Cholesterol isn’t all bad. In fact, in many cases, cholesterol is much healthier than people give it credit for. What many fail to realize is that there are different types of cholesterol, and problems only emerge when there is an unhealthy balance between the two types of cholesterol - LDL (low-density lipoprotein) and HDL (high-density lipoprotein).
The main difference between these types of cholesterol is that LDL cholesterol is light, travels quickly, and can adhere to the walls of our arteries and cause problems. HDL cholesterol, on the other hand, is much more solid and, in a sense, can effectively ‘sweep’ LDL cholesterol off the arterial walls.
In this article, we’ll be looking at foods that are effective at helping you lower levels of the unhealthy LDL cholesterol while increasing or balancing out levels of the much healthier HDL cholesterol.
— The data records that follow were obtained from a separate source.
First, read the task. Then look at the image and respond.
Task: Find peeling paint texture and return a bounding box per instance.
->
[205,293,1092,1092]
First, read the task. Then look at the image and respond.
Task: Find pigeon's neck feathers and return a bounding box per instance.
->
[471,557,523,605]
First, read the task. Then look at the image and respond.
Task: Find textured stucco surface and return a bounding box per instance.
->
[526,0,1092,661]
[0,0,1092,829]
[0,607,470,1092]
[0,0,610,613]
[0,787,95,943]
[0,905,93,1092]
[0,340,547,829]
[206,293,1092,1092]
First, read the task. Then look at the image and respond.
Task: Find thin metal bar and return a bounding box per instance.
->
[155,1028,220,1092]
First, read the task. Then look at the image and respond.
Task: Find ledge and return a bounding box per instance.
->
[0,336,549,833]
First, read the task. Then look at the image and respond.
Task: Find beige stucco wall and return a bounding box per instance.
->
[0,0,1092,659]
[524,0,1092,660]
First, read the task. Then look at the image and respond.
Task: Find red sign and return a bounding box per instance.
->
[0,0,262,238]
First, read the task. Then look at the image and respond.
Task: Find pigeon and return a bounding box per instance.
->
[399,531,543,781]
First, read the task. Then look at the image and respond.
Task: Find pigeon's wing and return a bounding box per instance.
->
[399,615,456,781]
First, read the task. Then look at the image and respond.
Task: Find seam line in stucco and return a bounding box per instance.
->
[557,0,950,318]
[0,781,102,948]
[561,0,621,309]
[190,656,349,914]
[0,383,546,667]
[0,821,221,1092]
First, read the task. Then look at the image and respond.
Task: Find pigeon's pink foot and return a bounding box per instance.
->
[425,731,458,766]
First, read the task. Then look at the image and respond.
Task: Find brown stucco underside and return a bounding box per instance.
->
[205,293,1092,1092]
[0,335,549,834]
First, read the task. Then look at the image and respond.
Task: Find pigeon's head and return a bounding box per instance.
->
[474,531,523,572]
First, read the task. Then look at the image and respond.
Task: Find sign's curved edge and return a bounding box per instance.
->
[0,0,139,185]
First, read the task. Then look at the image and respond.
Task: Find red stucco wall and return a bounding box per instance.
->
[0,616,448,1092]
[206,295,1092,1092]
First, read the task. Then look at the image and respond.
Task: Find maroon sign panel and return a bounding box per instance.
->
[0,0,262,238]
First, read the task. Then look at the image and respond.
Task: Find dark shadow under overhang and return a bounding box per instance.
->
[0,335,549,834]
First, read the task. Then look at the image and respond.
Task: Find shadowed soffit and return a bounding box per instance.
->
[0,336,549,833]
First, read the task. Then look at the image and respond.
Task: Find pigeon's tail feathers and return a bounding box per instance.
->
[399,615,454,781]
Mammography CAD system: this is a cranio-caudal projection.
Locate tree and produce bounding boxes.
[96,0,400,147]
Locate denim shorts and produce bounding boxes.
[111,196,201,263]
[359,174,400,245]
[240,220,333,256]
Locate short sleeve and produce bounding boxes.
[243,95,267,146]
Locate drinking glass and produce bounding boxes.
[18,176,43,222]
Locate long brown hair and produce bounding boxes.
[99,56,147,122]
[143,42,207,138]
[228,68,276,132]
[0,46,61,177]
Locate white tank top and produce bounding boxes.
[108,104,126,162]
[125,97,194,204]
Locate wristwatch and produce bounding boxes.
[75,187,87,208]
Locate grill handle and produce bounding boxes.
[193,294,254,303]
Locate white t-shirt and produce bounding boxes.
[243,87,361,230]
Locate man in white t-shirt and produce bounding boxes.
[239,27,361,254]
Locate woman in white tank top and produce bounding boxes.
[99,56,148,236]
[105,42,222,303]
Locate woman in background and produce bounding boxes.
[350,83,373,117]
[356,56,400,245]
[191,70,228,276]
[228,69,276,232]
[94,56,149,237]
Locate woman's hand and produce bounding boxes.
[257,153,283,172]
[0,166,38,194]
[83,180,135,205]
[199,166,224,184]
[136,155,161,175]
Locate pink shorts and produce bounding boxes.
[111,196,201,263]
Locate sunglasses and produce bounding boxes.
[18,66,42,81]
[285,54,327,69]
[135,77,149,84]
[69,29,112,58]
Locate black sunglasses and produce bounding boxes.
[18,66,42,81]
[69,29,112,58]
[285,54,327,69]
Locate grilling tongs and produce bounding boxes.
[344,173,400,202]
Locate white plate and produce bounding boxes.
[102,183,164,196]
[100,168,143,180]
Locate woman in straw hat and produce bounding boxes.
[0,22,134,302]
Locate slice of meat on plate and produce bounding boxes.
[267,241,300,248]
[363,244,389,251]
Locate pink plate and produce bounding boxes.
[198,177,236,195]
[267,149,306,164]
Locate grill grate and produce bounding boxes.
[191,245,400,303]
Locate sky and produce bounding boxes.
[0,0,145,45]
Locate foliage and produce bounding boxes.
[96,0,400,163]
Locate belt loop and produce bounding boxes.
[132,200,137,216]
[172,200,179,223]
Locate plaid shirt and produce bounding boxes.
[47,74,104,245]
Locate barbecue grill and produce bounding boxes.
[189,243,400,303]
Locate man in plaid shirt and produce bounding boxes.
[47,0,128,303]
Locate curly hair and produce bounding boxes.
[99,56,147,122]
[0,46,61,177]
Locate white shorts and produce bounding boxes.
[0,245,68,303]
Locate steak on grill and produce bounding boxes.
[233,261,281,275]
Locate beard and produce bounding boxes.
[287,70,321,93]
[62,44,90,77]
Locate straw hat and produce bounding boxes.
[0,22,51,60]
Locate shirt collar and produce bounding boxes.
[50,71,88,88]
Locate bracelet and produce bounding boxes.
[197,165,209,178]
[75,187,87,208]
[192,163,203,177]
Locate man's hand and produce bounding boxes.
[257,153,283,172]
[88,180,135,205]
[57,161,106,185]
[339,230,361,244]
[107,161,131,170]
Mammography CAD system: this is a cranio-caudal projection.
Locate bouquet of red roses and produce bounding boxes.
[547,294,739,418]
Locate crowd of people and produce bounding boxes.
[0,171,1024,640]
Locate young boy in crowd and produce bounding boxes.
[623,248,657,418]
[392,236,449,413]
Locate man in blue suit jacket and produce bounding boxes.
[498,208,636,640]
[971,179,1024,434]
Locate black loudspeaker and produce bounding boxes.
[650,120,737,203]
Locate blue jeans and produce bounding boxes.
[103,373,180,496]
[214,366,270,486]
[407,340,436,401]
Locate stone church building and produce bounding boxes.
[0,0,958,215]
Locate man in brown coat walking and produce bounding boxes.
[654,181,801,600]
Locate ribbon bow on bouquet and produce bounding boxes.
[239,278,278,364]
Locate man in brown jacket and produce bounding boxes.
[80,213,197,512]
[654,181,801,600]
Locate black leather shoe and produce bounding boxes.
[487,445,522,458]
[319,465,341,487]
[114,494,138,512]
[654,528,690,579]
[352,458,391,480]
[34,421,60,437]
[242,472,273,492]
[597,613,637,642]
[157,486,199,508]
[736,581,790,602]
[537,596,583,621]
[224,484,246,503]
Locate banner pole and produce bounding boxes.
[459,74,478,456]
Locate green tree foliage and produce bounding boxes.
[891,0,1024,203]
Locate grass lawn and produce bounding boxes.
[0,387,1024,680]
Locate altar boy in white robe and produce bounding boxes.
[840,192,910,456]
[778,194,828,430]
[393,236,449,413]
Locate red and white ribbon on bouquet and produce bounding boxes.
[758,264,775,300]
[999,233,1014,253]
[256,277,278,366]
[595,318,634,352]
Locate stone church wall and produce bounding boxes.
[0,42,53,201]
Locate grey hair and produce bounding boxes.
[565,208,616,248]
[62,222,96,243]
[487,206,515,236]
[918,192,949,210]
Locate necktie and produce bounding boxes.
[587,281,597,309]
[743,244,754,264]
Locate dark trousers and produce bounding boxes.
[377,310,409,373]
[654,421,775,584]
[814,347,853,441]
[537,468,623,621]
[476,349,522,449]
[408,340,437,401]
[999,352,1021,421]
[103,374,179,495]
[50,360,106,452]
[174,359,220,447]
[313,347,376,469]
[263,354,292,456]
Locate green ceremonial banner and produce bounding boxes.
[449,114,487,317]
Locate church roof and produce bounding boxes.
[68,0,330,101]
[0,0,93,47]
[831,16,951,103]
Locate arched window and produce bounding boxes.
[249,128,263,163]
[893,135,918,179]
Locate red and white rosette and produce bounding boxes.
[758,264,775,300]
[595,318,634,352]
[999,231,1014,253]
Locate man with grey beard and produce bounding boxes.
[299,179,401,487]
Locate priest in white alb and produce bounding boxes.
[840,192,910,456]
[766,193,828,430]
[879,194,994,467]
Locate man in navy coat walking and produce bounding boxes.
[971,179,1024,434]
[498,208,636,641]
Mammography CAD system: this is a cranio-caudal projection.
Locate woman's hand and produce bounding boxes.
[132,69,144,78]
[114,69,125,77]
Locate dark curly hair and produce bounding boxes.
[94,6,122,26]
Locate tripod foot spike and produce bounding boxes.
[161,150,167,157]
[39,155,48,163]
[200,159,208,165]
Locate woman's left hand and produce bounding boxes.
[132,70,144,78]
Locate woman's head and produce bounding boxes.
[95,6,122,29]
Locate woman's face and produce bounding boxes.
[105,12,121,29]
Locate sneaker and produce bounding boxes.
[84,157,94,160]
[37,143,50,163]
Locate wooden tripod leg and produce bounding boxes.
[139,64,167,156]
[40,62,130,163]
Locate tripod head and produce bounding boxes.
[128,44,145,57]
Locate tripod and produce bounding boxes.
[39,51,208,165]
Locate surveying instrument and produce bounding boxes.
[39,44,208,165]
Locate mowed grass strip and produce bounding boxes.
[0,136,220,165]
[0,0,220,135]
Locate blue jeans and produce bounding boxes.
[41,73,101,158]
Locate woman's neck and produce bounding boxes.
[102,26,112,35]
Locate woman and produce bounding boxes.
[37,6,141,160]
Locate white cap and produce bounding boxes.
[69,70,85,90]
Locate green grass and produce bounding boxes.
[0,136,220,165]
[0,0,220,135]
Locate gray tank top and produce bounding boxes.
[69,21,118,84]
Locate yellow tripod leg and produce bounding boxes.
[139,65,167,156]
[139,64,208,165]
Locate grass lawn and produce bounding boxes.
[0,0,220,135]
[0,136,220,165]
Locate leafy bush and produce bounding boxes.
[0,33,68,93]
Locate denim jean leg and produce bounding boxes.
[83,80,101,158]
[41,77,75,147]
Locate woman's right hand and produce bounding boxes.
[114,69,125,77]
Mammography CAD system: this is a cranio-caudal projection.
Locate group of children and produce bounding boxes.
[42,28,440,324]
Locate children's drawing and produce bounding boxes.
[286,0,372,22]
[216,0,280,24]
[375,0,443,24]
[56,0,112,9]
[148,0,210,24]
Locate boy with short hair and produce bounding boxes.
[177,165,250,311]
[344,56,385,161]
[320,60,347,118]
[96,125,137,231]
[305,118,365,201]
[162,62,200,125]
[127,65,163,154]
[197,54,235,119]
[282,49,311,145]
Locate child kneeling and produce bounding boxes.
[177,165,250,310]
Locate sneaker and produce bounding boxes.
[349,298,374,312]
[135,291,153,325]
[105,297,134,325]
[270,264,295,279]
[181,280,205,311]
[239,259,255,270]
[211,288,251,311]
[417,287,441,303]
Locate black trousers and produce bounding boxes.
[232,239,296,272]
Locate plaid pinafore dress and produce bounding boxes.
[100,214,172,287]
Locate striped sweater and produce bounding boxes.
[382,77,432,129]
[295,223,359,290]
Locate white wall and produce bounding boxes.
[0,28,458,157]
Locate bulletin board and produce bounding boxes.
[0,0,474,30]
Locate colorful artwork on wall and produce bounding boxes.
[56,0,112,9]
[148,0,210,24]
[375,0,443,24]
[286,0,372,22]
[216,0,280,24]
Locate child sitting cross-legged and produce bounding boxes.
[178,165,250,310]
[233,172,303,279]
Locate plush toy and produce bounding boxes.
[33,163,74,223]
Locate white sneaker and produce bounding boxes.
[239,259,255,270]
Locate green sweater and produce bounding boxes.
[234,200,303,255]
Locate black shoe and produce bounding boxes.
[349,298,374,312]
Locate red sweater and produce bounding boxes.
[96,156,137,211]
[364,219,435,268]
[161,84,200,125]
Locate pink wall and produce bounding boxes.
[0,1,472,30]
Foods That Lower Cholesterol #1: Oats
Don’t worry - if you’re not a big fan of oatmeal, then there are plenty of other ways that you can prepare oats (plus, if you’re not a fan of oatmeal, chances are you just need a better recipe.)
Oats are one of the most popular foods for reducing cholesterol, partially because of the large amount of fiber present in them. You need soluble fiber to bind to cholesterol in your body before it makes it into your bloodstream.